Published May 6, 2021 9:38 PM by The Maritime Executive

A flotilla of French trawlers that deployed to the British island of Jersey to protest post-Brexit fishing rules has now departed, ending a multi-day standoff involving the local authorites, the Royal Navy and France's Marine Nationale. 

Jersey is a crown dependency located in the Channel about 12 nm off the coast of France. After Brexit, Jersey's local government used its newfound authority to place new restrictions on foreign-flag fishing permits for local waters, imposing a requirement that foreign fishermen must show a history of prior operations in the area and must upgrade to the latest trawling technology. 

The move drew condemnation from French fishermen and the French government, which declared Jersey's new rules "null and void." This week, dozens of French shellfish trawlers mobilized to Jersey's main harbor, where they occupied the entrance and the waters just outside in an act of protest.
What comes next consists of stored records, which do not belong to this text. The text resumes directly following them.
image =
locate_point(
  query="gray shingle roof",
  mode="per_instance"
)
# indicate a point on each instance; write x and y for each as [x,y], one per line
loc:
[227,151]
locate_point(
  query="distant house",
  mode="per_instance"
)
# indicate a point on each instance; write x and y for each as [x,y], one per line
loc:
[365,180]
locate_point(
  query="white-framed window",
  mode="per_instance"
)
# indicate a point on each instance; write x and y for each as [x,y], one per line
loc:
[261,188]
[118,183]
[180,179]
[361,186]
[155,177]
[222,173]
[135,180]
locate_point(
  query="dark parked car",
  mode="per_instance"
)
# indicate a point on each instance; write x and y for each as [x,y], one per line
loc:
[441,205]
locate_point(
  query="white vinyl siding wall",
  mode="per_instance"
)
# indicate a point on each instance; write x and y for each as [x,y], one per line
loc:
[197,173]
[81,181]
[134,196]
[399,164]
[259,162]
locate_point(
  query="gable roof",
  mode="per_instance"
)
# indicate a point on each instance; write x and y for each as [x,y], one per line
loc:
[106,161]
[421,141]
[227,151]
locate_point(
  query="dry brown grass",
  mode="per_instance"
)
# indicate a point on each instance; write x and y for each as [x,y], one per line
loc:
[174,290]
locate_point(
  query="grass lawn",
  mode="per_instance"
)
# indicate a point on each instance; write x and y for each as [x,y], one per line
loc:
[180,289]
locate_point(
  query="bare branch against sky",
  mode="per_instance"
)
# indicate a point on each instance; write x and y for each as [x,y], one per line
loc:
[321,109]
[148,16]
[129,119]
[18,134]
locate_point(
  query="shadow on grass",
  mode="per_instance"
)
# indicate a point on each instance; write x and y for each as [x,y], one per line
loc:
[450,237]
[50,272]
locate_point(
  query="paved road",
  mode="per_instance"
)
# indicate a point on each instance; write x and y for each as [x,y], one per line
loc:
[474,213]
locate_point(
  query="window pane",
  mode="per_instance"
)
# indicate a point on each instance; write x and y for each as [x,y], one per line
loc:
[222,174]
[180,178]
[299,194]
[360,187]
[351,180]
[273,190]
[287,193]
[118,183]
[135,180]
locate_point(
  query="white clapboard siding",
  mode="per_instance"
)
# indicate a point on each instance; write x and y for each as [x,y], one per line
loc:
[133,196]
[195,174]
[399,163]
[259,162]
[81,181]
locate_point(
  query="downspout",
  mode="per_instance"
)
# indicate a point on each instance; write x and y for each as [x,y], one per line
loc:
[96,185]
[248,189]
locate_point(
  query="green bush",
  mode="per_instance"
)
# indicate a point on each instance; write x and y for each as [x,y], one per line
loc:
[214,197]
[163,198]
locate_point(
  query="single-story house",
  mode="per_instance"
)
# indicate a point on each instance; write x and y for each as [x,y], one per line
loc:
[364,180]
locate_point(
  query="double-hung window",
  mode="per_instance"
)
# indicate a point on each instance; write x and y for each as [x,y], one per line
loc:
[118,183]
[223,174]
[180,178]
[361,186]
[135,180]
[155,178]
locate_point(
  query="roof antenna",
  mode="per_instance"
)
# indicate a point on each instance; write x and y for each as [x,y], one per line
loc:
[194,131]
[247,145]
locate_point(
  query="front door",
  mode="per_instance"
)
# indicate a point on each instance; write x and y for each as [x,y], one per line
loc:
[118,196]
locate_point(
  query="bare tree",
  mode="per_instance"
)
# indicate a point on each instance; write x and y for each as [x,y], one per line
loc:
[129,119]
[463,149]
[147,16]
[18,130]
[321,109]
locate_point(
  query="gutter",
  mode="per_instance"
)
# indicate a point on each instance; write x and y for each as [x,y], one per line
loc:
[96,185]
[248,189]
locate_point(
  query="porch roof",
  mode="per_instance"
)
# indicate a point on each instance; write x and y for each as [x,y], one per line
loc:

Romain Davodet, a fisherman from Normandy, told Le Parisien that he estimated that at least 70 boats came from France - along with three boats from Jersey, who crossed lines of nationality to join the protest. 

Jersey's government and language are English, but its power supply is largely French, and Paris threatened to cut off the island's electricity in retaliation for the new fishing rules. This angered 10 Downing Street, which issued a statement calling the French threat "clearly unacceptable and disproportionate." In a show of force, the government of Prime Minister Boris Johnson dispatched the gray-hull patrol vessels HMS Tamar and HMS Severn to Jersey. From the French side, the Marine Nationale sent the small, white-hull patrol boats Athos and Themis

The Minister of Jersey, John le Fondré, met with representatives of the fishermen on Thursday in an attempt to de-escalate, and he proposed setting up a forum for discussion between the local government and French fishing interests. After the conference, the flotilla dispersed and the naval vessels returned to their previous missions. "The tension is at its height, but violent action is not on the agenda," one protest participant told Ouest France.

Under the terms of Britain's hard-won Brexit agreement with the EU, European fishermen will retain access to Britain's waters until mid-2026, with a gradually diminishing share of the catch. The agreement contains penalties for the UK - including retaliatory tariffs and a rollback of other segments of the Brexit agreement - if it should restrict access for EU fishermen. The French government and the EU have made clear that they view Jersey's local licensing scheme as a violation of the Brexit deal. 

"In the [Brexit] agreement, there are retaliatory measures, and we are ready to use them," said French maritime minister Annie Girardin in a speech on Tuesday.